Sur le plan procédé, un aspect important du pH de la solution est lié à son effet sur la régénération des feutres en vue de leur réutilisation. Sur la Figure 48, sont comparés les isothermes de sorption du Co2+ à pH 2 et à pH naturel (proche de 5,8). On valide ainsi (et classiquement) la possibilité de déplacer un équilibre obtenu à pH élevé en acidifiant le système.

Figure 48 – Comparaison des isothermes de sorption du Co2+ sur les feutres de carbone non greffés. Données expérimentales / isotherme de Freundlich : (/▬) pH 2 et (/▬) pH naturel (5,8).

Il est à noter qu’une faible quantité de Co2+ reste fixée sur l’adsorbant même à pH 2.

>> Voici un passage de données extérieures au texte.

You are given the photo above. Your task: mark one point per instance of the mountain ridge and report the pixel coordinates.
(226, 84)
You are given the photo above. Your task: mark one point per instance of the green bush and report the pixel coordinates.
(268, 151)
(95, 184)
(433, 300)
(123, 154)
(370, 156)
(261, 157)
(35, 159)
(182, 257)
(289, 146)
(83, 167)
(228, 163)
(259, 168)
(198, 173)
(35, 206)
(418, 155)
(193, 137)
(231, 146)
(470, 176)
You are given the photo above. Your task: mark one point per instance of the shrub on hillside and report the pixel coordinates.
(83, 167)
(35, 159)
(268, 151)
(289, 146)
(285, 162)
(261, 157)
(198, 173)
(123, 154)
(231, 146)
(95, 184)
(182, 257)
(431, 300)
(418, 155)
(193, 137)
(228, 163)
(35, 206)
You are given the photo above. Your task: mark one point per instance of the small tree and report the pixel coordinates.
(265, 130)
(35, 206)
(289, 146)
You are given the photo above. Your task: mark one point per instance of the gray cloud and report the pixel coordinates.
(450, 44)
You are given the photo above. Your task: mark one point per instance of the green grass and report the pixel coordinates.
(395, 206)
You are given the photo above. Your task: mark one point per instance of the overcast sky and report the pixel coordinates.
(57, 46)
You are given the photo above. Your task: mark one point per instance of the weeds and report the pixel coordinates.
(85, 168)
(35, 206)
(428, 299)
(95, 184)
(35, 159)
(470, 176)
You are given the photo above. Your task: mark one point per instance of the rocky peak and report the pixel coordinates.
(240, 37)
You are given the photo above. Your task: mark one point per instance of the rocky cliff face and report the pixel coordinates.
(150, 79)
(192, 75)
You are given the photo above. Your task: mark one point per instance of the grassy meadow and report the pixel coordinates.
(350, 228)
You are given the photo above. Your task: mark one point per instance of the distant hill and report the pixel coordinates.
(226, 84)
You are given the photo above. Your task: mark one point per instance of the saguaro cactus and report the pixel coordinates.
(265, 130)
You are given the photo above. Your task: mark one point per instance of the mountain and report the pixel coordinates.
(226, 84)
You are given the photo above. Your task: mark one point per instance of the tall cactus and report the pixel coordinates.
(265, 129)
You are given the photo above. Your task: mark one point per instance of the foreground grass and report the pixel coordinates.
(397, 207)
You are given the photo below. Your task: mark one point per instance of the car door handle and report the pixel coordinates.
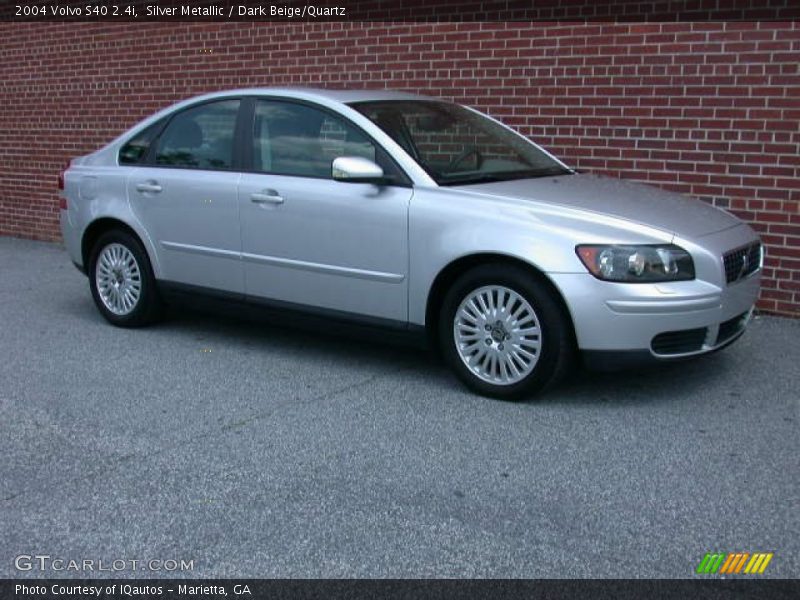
(148, 187)
(266, 197)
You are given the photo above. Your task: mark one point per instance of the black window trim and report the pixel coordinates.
(248, 107)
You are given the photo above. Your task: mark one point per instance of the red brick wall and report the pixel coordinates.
(711, 109)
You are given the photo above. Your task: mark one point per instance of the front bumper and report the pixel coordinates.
(629, 323)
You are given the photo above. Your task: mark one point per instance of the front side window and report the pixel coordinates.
(135, 150)
(200, 137)
(458, 146)
(300, 140)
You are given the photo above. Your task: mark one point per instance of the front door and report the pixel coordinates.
(186, 198)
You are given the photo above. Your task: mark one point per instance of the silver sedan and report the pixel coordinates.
(409, 213)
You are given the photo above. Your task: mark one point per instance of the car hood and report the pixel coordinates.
(644, 204)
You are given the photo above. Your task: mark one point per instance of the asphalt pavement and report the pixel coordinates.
(254, 450)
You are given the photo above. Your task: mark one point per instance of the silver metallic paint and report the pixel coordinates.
(377, 251)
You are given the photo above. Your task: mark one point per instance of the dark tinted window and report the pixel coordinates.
(135, 150)
(296, 139)
(200, 137)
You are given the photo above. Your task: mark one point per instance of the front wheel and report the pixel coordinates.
(121, 280)
(504, 333)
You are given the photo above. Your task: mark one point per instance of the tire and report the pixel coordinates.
(505, 333)
(122, 282)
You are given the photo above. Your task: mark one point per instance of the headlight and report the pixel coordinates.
(637, 264)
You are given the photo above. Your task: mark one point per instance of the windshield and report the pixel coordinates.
(457, 146)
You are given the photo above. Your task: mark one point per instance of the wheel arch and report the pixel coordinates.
(453, 270)
(102, 225)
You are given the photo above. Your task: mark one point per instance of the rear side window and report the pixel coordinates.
(302, 141)
(134, 152)
(200, 137)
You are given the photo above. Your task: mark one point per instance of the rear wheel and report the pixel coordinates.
(504, 333)
(121, 280)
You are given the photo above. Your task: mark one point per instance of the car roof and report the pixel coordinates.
(320, 94)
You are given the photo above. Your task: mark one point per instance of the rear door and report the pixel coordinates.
(186, 197)
(310, 240)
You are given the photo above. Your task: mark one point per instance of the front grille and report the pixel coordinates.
(679, 342)
(742, 262)
(731, 327)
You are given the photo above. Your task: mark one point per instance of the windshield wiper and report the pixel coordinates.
(502, 176)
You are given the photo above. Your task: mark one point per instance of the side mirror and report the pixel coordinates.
(355, 169)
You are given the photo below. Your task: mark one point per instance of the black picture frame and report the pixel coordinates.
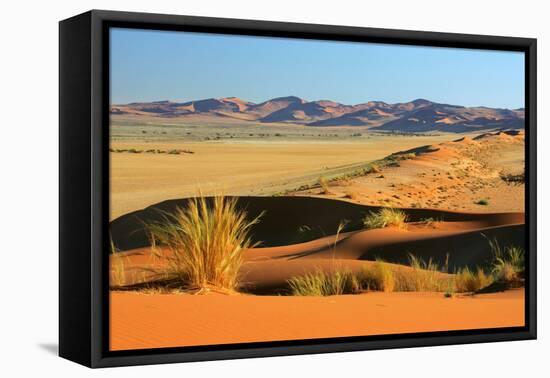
(84, 187)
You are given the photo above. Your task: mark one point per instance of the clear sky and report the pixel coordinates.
(181, 66)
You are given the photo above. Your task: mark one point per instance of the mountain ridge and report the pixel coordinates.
(419, 115)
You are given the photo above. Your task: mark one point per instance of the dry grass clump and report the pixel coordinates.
(468, 281)
(118, 270)
(205, 241)
(320, 283)
(323, 183)
(510, 178)
(482, 202)
(352, 195)
(424, 276)
(372, 168)
(379, 277)
(386, 217)
(509, 262)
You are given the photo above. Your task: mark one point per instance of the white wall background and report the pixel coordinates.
(29, 189)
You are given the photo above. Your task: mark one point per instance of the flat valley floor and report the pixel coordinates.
(463, 183)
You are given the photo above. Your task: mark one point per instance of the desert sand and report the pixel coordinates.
(436, 180)
(240, 167)
(452, 175)
(158, 321)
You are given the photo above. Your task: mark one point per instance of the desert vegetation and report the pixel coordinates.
(386, 217)
(205, 243)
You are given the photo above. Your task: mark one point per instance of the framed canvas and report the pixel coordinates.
(235, 188)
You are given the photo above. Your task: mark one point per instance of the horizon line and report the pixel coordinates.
(308, 101)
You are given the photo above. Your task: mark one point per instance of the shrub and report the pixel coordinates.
(324, 185)
(508, 263)
(482, 202)
(467, 281)
(424, 276)
(352, 195)
(320, 283)
(372, 168)
(380, 277)
(386, 217)
(205, 242)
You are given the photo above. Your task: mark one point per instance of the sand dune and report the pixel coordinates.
(453, 175)
(436, 185)
(159, 321)
(283, 217)
(460, 240)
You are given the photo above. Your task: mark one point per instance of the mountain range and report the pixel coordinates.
(415, 116)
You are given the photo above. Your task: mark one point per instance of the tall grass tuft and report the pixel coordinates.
(379, 277)
(468, 281)
(205, 242)
(386, 217)
(508, 263)
(323, 182)
(320, 283)
(424, 276)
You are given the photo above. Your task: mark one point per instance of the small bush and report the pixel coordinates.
(386, 217)
(320, 283)
(516, 179)
(379, 277)
(352, 195)
(467, 281)
(372, 168)
(324, 185)
(508, 263)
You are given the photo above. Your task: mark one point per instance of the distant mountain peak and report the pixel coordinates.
(419, 115)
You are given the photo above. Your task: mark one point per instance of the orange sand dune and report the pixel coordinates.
(462, 241)
(283, 216)
(157, 321)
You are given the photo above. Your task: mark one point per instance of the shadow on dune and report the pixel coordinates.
(291, 220)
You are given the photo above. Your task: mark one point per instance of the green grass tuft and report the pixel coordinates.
(386, 217)
(206, 241)
(320, 283)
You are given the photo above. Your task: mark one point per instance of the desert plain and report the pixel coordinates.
(319, 193)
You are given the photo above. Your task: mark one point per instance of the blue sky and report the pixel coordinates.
(181, 66)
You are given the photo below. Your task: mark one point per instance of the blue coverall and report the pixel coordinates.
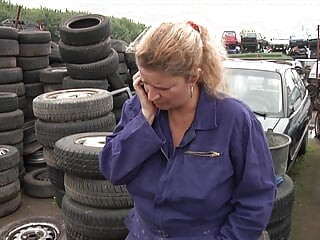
(218, 184)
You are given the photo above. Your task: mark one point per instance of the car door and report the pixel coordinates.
(294, 100)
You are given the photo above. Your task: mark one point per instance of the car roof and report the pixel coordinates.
(257, 65)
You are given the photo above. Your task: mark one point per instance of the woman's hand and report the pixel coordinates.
(148, 109)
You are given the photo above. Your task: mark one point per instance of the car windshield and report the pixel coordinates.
(260, 90)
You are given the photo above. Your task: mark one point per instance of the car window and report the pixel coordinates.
(294, 94)
(299, 83)
(260, 90)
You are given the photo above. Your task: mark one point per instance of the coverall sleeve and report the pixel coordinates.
(255, 184)
(133, 142)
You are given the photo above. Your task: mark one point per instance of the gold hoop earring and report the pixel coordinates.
(191, 91)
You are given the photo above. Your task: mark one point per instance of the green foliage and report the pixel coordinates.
(122, 28)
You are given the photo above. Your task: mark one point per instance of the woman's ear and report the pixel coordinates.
(195, 78)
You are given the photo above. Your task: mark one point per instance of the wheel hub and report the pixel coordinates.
(34, 231)
(3, 151)
(96, 141)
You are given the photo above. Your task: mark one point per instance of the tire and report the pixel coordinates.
(8, 33)
(10, 75)
(317, 124)
(97, 70)
(115, 81)
(119, 100)
(284, 202)
(53, 75)
(56, 177)
(22, 102)
(119, 45)
(58, 195)
(11, 206)
(33, 63)
(55, 56)
(122, 68)
(37, 184)
(9, 47)
(48, 133)
(32, 76)
(8, 62)
(85, 54)
(50, 227)
(30, 148)
(9, 191)
(97, 223)
(33, 89)
(17, 88)
(11, 137)
(97, 193)
(11, 120)
(60, 107)
(84, 30)
(281, 231)
(8, 176)
(304, 144)
(8, 102)
(34, 37)
(52, 87)
(9, 157)
(70, 83)
(34, 50)
(122, 58)
(77, 158)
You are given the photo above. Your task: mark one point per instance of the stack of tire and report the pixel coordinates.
(10, 198)
(122, 70)
(52, 78)
(92, 207)
(120, 79)
(66, 112)
(86, 48)
(279, 226)
(34, 50)
(11, 123)
(55, 59)
(11, 78)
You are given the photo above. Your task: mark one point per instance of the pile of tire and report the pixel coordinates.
(11, 126)
(10, 198)
(279, 226)
(11, 78)
(92, 57)
(55, 59)
(86, 48)
(66, 112)
(92, 207)
(34, 50)
(52, 78)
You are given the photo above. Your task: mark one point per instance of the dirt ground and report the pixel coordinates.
(305, 219)
(306, 176)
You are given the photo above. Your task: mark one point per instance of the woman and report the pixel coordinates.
(194, 159)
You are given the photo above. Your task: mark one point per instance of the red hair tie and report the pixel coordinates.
(194, 26)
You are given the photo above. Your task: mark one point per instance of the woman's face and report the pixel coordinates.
(164, 90)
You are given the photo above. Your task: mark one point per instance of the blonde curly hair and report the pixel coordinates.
(180, 49)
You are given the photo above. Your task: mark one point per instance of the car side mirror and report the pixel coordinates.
(291, 109)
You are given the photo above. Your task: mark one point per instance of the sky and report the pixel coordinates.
(272, 18)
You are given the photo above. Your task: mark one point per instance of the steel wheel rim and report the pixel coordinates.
(95, 141)
(34, 231)
(3, 151)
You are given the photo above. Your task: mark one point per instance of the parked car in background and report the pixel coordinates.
(249, 42)
(279, 44)
(277, 95)
(230, 40)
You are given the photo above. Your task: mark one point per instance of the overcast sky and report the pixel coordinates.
(270, 17)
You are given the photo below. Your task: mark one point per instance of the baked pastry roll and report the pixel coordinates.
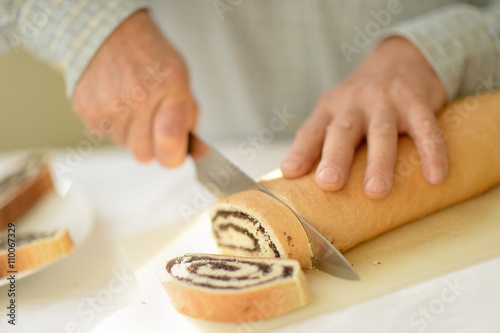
(252, 223)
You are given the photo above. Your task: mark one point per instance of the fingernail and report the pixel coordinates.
(291, 164)
(435, 176)
(375, 185)
(329, 175)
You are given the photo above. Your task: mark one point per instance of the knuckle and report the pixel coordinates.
(383, 130)
(310, 132)
(335, 156)
(381, 162)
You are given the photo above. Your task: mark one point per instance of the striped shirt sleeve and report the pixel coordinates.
(462, 44)
(63, 33)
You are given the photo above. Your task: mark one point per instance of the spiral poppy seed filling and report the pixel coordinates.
(229, 232)
(205, 271)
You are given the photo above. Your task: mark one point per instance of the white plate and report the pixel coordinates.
(72, 211)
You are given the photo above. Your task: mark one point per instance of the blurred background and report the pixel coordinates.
(35, 112)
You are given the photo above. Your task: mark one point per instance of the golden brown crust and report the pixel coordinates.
(471, 129)
(38, 252)
(256, 303)
(26, 194)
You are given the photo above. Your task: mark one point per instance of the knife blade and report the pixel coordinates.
(222, 177)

3.2.2.3 Variation de la force ionique

Au-delà de la variation du pH, il faut également considérer la variation de la concentration de la matrice de base sur la valeur de Qe. Considérant que le sodium est

l’élément le plus présent dans la solution synthétique simulant l’effluent type STE 3, il est intéressant de vérifier cet effet sur la capacité de sorption du Co2+. Ainsi, deux types d’essais ont étés conduits. Le premier correspond à une série d’essais de sorption avec une concentration constante Co2+ de 1,3x10-3 mol.L-1 (80 mg.L-1) et une concentration variable en nitrate de sodium de 0 à 1 mol.L-1 en utilisant des feutres de carbone type FC 2. Le deuxième correspond à une isotherme de sorption du Co2+ sur le feutre de carbone FNG dans une matrice de NaNO3 à deux concentrations 0, 2 et 0,6 mol.L-1. Les résultats sont présentés sur la Figure 49.

Figure 49 – Effet de la variation de la concentration de Na+ dans la sorption de Co2+ sur feutres de carbone. a) C0 : 1,3x10-3 mol.L-1, Feutre FC 2 (), b) Isotherme de sorption sur FNG. Données expérimentales / modèle de Freundlich : NaNO3 à 0,2 mol.L-1 (/▬) et NaNO3 à 0,6 mol.L-1 (/▬).

La variation du Qe en fonction de la force ionique présente deux comportements distincts. Jusqu’à 0,2 mol.L-1 en sodium la valeur du coefficient de distribution augmente. Au-delà de cette concentration, la valeur diminue. L’explication est attribuée à l’écrantage de la charge négative autour des feutres de carbone par le sodium. Deux phénomènes d’effets opposés se produisent :

 Une augmentation de la dissociation des fonctions chimiques acides présentes sur la surface des feutres. La proximité des fonctions chimiques à l’intérieur des micropores suggère que ceux-ci doivent subir des effets de répulsion électrostatiques entre les fonctions chargées négativement similaires à ceux reportés lors des études de dissociation du PAA en solution [37] et discutés brièvement en § 1.3 ;

 Une réduction des interactions électrostatiques entre le feutre de carbone et le métal divalent en solution [71-73].